I have recently been working on updating my ministry resume, which means I am also reading through a doctrinal statement I wrote up before I attended seminary. Fascinating it is how some of my theology has become more honed through my seminary career and how other points have become more vague. Well, one point anyways.

Coming out of a very fundamental Baptist background, it is no surprise that my original doctrinal statement was very specific in regards to a pre-tribulation rapture and pre-millennial eschatology. Today, it is different. It is not that I am no longer “pre-trib/pre-mil,” but that I take a different path; the path of the “I don’t know” view. The reason is simple. Our interpretation, when we are honest, is a best guess understanding of Scripture based on our own presuppositions and approach to exegesis. This is not far off from what the Jews of the 1st century also did. They looked at their present surroundings, looked at the Scriptures, looked at the prophecies, and made interpretations and formed expectations as a result. Yet, as we well know, they were wrong. Today we are dealing with a form of literature which we are not fully sure about what a correct interpretive method would be. So how is it we can be so adamant about our personal eschatological views?

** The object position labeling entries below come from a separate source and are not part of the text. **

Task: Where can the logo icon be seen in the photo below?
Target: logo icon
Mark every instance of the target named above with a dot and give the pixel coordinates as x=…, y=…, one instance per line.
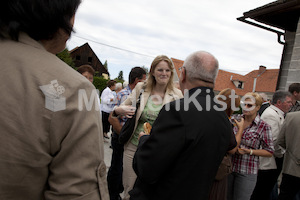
x=55, y=101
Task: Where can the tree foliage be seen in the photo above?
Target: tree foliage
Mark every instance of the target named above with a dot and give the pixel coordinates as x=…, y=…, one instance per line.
x=66, y=57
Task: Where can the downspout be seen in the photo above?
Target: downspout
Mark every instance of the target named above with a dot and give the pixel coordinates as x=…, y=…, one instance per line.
x=255, y=79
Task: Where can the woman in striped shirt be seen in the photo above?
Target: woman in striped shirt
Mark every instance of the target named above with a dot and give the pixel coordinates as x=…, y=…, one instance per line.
x=256, y=141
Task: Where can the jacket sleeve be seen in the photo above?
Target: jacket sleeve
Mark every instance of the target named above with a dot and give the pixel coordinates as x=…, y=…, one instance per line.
x=77, y=169
x=158, y=151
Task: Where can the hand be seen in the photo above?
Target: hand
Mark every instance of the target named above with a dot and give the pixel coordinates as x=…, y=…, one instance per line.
x=127, y=111
x=243, y=151
x=142, y=134
x=240, y=124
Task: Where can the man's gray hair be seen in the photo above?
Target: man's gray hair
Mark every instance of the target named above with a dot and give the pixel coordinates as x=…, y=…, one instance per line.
x=201, y=65
x=281, y=96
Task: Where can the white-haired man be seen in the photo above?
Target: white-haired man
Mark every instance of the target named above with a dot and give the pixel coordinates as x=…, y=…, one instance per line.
x=181, y=156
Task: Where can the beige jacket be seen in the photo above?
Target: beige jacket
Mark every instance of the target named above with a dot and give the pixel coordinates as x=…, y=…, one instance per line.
x=170, y=95
x=49, y=149
x=289, y=138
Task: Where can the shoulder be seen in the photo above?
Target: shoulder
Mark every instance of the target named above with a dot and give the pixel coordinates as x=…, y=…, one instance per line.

Therefore, the best approach is to remain somewhat vague and humble in our conclusions. What I say today is there are some things we are certain about, and others we are not. Best guess scenario; I do still fall in line with a pre-trib/pre-mil view. But the only thing I would say is absolutely certain is Christ will one day return in judgment, and those who are his will be with him for eternity and those who are not will be cast into eternal judgment known as hell. What more really needs to be said? After all, Jesus did say we will never know neither the hour nor the day, but instead we are to be ready always.